Pendapatan ini termasuk diluar pendapatan dari hasil menangkap ikan. Belum ada
program dan anggaran yang spesifik berkaitan dengan fasilitasi akses permodalan
nelayan kecil/ tradisional. Jikapun ada hanya dalam bentuk fasilitasi pengurusan
kartu KUSUKA yang alokasi anggarannya sangat terbatas.
i. Jumlah nelayan di Kabupaten Lombok Utara pada 2020 melonjak 35 persen pada
tahun 2020 jika dibandingkan dengan tahun 2019 yang nelayannya berjumlah
3.078 orang. Karena lonjakan jumlah nelayan sebanyak 35 persen tersebut jumlah
nelayan pada tahun 2020 berjumlah 4.738 orang atau bertambah sebanyak 1.660
orang dari tahun sebelumnya. Dari hasil wawancara dengan sejumlah nelayan di
Malaka, lonjakan ini terjadi karena sejak pandemi Covid-19 melanda, Lombok Utara
dan membuat sektor pariwisata terpuruk. Sehingga pekerja sektor pariwisata
banyak yang di rumahkan dan sebagian lagi alih profesi sebagai nelayan
j. Kebutuhan BBM sangat tinggi namun sebagian besar tidak bersubsidi. Nelayan
terpaksa membeli BBM di SPBU. Dengan memperhitungkan jumlah nelayan di
Kabupaten Lombok Utara berdasarkan data Kementrian Kelautan dan Perikanan
tahun 2020 yang mencapai 4.738 orang maka diproyeksikan kebutuhan BBM
seluruh nelayan di Lombok Utara setiap tahunnya tidak kurang dari 2.046.816 liter.

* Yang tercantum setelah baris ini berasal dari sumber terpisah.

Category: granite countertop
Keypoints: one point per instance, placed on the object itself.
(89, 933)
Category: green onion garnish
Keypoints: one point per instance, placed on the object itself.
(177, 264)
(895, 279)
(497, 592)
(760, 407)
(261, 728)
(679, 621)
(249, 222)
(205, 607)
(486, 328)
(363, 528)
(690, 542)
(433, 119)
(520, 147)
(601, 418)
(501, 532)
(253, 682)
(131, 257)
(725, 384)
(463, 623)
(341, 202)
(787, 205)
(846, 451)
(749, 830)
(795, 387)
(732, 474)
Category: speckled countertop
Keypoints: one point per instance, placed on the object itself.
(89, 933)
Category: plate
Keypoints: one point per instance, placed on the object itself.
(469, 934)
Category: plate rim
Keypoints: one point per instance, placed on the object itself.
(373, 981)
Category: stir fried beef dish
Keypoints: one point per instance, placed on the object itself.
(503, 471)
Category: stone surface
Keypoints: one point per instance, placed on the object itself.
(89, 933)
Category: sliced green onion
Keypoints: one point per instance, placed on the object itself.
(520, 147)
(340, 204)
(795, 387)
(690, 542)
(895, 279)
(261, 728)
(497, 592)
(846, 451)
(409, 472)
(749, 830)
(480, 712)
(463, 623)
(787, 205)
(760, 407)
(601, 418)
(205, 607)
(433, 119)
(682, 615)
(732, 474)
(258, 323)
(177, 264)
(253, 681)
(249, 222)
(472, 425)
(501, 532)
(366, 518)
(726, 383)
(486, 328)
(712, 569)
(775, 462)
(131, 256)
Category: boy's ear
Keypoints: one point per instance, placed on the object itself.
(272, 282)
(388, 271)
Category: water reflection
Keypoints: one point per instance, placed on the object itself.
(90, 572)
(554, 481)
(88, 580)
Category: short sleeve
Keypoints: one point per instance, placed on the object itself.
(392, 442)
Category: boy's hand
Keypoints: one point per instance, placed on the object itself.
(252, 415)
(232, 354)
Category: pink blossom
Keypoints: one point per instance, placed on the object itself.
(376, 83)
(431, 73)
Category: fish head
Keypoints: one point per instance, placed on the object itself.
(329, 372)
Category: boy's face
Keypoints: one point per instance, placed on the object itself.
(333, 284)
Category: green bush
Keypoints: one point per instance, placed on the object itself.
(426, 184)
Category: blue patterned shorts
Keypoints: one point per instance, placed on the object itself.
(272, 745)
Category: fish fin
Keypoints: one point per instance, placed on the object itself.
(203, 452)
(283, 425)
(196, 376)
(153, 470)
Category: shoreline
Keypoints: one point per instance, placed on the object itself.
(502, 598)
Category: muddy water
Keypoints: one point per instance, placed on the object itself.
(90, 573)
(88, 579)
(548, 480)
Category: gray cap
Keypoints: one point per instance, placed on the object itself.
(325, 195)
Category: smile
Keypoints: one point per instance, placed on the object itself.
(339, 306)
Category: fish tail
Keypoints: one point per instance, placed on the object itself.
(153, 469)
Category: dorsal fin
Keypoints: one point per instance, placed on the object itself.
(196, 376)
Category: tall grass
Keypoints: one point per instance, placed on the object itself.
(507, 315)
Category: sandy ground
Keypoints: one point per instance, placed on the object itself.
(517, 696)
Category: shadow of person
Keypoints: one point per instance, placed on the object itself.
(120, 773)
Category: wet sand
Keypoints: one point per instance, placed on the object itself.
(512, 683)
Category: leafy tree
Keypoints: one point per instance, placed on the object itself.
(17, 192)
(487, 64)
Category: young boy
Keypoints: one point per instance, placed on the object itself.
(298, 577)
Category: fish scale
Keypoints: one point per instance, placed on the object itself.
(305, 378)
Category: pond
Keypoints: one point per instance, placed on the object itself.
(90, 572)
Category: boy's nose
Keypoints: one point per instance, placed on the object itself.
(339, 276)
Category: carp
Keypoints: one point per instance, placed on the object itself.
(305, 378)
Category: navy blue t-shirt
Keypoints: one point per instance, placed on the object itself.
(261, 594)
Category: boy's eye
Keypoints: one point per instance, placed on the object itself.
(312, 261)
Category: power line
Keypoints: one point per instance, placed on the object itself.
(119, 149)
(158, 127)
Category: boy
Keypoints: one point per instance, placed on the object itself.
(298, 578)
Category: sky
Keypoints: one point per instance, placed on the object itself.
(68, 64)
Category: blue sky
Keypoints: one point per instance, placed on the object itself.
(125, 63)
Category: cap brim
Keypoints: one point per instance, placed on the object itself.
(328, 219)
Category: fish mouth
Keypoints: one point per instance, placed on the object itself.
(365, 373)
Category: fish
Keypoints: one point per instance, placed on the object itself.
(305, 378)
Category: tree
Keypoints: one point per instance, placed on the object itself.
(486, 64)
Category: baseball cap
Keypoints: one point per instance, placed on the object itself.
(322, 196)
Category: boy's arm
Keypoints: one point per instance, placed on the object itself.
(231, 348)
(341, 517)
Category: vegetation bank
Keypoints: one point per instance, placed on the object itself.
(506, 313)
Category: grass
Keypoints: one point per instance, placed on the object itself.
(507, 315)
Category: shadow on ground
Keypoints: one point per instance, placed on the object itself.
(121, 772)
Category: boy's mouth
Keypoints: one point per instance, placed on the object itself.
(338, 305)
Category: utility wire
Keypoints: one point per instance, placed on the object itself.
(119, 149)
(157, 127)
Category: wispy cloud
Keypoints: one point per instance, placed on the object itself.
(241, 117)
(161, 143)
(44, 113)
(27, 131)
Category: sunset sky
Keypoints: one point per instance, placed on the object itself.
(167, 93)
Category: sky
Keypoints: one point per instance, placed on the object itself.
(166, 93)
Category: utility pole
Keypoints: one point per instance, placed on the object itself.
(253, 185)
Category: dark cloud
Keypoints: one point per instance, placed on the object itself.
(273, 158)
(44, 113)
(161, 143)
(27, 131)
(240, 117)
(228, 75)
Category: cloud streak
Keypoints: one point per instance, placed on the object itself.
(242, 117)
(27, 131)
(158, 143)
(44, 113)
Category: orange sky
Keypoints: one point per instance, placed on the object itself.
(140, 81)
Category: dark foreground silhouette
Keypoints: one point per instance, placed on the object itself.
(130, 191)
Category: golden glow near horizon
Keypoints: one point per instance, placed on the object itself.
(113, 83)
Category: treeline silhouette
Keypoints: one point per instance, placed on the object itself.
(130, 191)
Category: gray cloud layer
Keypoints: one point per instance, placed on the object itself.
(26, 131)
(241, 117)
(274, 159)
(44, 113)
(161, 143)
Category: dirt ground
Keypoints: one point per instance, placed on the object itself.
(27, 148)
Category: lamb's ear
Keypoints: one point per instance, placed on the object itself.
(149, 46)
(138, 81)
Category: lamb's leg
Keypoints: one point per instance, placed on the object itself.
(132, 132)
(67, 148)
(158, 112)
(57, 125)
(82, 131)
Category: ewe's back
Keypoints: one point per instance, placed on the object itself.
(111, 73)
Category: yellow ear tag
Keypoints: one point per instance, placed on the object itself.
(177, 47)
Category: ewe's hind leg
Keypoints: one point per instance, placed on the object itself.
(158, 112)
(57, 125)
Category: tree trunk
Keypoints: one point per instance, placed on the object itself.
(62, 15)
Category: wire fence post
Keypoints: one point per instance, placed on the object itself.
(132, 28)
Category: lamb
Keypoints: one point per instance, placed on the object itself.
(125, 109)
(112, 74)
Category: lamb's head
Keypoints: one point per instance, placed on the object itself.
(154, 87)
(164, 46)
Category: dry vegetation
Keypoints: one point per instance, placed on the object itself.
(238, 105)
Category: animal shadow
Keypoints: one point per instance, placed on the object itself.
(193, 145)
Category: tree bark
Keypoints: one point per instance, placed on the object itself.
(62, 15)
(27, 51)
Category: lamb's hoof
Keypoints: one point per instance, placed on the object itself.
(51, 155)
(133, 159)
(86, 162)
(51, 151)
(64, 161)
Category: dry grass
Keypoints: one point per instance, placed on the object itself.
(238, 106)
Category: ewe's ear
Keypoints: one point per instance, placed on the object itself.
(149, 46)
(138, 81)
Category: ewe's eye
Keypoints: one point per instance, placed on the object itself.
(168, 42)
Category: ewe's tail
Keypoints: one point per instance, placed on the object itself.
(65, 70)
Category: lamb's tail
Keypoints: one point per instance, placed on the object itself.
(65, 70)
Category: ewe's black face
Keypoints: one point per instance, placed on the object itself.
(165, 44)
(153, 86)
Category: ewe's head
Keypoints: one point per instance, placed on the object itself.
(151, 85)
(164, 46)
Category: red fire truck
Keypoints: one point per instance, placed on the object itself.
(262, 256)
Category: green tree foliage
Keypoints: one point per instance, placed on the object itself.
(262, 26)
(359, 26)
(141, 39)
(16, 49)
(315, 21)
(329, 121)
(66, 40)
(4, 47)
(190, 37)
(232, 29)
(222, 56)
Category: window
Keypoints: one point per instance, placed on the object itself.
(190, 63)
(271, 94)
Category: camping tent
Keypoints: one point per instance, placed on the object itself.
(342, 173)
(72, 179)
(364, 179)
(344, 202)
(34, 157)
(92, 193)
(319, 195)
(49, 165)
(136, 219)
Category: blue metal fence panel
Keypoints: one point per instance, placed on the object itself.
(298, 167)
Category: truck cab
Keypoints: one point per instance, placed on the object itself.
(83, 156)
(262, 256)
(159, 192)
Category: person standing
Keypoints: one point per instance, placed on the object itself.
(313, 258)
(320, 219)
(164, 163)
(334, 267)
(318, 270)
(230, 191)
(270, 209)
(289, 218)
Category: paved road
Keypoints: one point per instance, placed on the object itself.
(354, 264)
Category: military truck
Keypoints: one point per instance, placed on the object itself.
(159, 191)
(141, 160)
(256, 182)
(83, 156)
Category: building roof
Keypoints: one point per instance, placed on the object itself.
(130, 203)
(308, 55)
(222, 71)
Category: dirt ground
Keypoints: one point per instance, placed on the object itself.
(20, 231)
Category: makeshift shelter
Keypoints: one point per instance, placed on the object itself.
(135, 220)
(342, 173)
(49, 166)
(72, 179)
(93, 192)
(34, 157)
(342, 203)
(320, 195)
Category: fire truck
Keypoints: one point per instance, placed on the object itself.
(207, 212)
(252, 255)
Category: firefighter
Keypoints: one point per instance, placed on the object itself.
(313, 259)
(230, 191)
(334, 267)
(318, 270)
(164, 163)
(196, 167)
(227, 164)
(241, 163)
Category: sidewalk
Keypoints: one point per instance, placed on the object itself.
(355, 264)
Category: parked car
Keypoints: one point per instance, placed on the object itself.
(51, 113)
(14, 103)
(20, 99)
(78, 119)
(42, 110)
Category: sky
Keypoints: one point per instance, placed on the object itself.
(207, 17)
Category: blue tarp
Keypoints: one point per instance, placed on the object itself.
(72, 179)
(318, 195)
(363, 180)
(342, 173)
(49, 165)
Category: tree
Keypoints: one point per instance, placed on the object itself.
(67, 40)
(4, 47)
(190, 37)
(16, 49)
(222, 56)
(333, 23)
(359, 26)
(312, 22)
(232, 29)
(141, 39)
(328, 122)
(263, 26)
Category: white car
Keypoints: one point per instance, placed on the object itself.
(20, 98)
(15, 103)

k. Masalah utama yang dihadapi nelayan saat terkait akses BBM Bersubsidi adalah
terletak pada pelayanan administasi, keterbatasan kuota BBM Bersubsidi dan jarak
serta ketiadaan stasiun pengisian bahan bakar subsidi yang dekat dengan nelayan.

6.2. Rekomendasi

1
1. Perlunya peningkatan alokasi anggaran untuk sektor kelautan dan perikanan
khususnya untuk memenuhi kebutuhan dan pelayanan bagi nelayan kecil
2. Perlunya peningkatan pelayanan bagi nelayan kecil untuk akses BBM bersubsidi
dan penambahan kuota yang dapat meminimalisir beban biaya operasional nelayan
dalam rangka meningkatkan kesejahteraannya
3. Peningkatan pemberdayaan untuk perempuan pesisir dalam hal pengolahan dan
pemasaran hasil tangkapan/perikanan yuang lebih inovatif dan member nilai
tambah bagi produk perikanan khususnya perikanan tangkap
4. Perlu adanya pembangunan stasiun pengisian bahan bakar minyak bersubsidi di
lokasi yang dekat dengan pemukiman nelayan
5. Perlu adanya tempat pemasaran hasil tangkapan (TPI) agar mempermudah
pemasaran hasil tangkapan/perikanan
6. Perlu adanya kebijakan yang menjamin akses, perlindungan dan pemberdayaan
bagi nelayan kecil agar terpenuhi hak-hak dasarnya dan kesejahteraannya.